SaedNews: Shesh Andaz stew is one of the traditional and authentic Iranian dishes that is made without meat, making it a completely vegetarian dish, and it is also very delicious.
👨🍳According to SaedNews' culinary service, one of the very delicious and vegetarian dishes is the Shesh Andaz stew, which is a traditional dish commonly prepared for the celebration of Chaharshanbe Suri (the last Wednesday of the Iranian year) and during the holidays. Shesh Andaz is originally from northern Iran, but it is also made differently in other parts of the country, such as in Shiraz and Zanjan. The taste varies from the Gilan version of Shesh Andaz. The main ingredient in this dish is eggplant, and it is considered a special dish for vegetarians. This dish is served as a stew, and it visually resembles Fesenjan stew. The preparation of this dish is very simple and easy, and it is suitable for every type of taste. You can follow the step-by-step method of making this delicious and vegetarian stew below.
Eggplants: 4
Ice cubes: 4-5 pieces
Onions: 2 medium
Chopped walnuts: 300 grams
Tomato paste: 1 tablespoon
Pomegranate molasses: 2 tablespoons
Salt, pepper, turmeric, and curry powder: to taste
Cutting the eggplants: To reduce the bitterness of the eggplants and minimize the oil absorption, first peel the eggplants and then cut them into cubes. Soak the cut eggplants in a bowl of salted water for 90 minutes.
Frying the onions: Wash and peel the onions, then chop them finely. Choose a suitable-sized pot and heat oil in it. Once the oil is hot, add the onions and fry them until they become light and golden.
Adding walnuts: Use a food processor to chop the walnuts finely and add them to the pot. Stir and fry the walnuts until they are no longer raw.
Adding the tomato paste: In a separate area of the pot, add the tomato paste and fry it until the raw taste disappears and the color develops. Then, add 1 tablespoon of pomegranate molasses and sauté. Add 2 to 3 cups of water to the stew and cover the pot. Let it cook on low heat for about 1 hour.
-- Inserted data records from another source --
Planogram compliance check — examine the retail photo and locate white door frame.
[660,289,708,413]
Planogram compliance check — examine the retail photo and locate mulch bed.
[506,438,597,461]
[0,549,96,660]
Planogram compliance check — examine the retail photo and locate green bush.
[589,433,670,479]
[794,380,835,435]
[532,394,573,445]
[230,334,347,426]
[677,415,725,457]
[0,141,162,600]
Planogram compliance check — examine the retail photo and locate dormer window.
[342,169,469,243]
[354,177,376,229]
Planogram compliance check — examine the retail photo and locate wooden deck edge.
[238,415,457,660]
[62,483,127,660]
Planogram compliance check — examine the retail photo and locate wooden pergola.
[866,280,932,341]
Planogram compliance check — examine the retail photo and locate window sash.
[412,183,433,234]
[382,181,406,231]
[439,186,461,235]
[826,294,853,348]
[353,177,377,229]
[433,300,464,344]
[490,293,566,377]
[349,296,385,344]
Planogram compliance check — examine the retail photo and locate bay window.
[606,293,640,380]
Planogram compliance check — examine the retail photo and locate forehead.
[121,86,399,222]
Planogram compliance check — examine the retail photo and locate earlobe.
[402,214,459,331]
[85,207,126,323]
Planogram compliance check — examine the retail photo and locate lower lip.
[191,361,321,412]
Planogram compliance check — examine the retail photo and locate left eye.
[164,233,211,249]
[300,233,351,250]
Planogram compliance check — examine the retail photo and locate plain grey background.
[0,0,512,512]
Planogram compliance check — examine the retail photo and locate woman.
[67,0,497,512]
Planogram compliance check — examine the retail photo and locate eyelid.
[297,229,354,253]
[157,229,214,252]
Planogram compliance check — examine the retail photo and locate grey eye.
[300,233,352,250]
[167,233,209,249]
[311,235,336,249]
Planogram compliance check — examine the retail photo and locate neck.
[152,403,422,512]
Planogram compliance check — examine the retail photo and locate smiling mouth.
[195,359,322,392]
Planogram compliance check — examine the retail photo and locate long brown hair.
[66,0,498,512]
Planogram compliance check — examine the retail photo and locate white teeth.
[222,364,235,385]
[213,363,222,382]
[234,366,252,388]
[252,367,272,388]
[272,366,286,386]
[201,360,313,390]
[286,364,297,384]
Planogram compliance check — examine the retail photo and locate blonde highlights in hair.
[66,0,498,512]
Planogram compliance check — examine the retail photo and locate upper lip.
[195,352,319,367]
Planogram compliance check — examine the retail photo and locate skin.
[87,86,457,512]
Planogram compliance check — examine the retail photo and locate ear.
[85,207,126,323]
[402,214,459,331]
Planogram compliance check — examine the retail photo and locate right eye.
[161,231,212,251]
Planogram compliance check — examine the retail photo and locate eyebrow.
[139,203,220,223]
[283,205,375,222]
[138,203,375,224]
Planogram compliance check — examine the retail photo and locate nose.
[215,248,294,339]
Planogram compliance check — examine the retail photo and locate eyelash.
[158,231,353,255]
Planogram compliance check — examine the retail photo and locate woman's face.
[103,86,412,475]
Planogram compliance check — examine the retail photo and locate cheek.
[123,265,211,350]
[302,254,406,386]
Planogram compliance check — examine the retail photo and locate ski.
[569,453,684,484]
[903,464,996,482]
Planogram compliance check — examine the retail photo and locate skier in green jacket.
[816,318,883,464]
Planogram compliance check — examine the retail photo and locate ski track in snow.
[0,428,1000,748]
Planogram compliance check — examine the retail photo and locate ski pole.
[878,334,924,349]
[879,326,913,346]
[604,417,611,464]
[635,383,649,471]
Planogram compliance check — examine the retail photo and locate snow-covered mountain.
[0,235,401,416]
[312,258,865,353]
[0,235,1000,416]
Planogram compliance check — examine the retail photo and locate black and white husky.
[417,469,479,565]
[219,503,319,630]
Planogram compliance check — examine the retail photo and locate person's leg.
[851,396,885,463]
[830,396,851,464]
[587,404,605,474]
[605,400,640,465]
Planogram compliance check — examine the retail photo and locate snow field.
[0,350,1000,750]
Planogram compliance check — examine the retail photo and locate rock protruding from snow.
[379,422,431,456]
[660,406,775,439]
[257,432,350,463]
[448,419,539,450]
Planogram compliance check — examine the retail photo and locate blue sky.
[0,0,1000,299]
Adding ice cubes: After an hour, add a few ice cubes to the stew. The thermal shock helps the walnuts release their oil. Cook for another hour, then add another tablespoon of pomegranate molasses and stir the stew.
Frying the eggplants: After the stew has cooked, remove the eggplants from the salted water and dry them. Heat some oil in a frying pan and add the spices (turmeric, salt, pepper) to the oil. Fry the eggplants until they are golden, then add them to the stew. Let it cook for another 30 minutes, then serve.
As mentioned earlier, this stew is prepared differently in other cities. Here’s a brief overview of how Shesh Andaz is made in Shiraz and Zanjan:
Carrots: 500 grams
Onion: 1
Eggs: 4
Narenj (sour orange) juice: 5 tablespoons
Butter: 1 tablespoon
Sugar: 1 tablespoon
Salt and pepper: to taste
In a pan, fry the onions until golden. Then add grated carrots and cook until they soften. Add sugar, butter, sour orange juice, salt, and pepper. Once the water evaporates, crack the eggs into the stew and cover the pot until the eggs are set.
Seedless dates: ½ cup
Small onion: 1
Walnuts: 1 cup
Raisins: 1 cup
Eggs: 4
Cinnamon: 1 teaspoon
Butter: 30 grams
Salt and pepper: to taste
In a separate pan, melt butter and oil on low heat. Chop the dates and add them to the pan, sautéing until soft. Chop the walnuts and add them along with fried onions, raisins, and cinnamon. Mix everything well. Crack the eggs over the mixture and cover the pan until the eggs set.
For Gilan-style Shesh Andaz, you can use 2 to 3 cloves of garlic. You can also add local herbs such as Chuchak, mint, Khalevash, tarragon, and parsley.
If you prefer, you can replace the eggplant with eggs in the Gilan-style recipe. Add the eggs in the final stage and let them cook without stirring.
For Zanjan-style Shesh Andaz, you can also add minced meat to the dish if desired.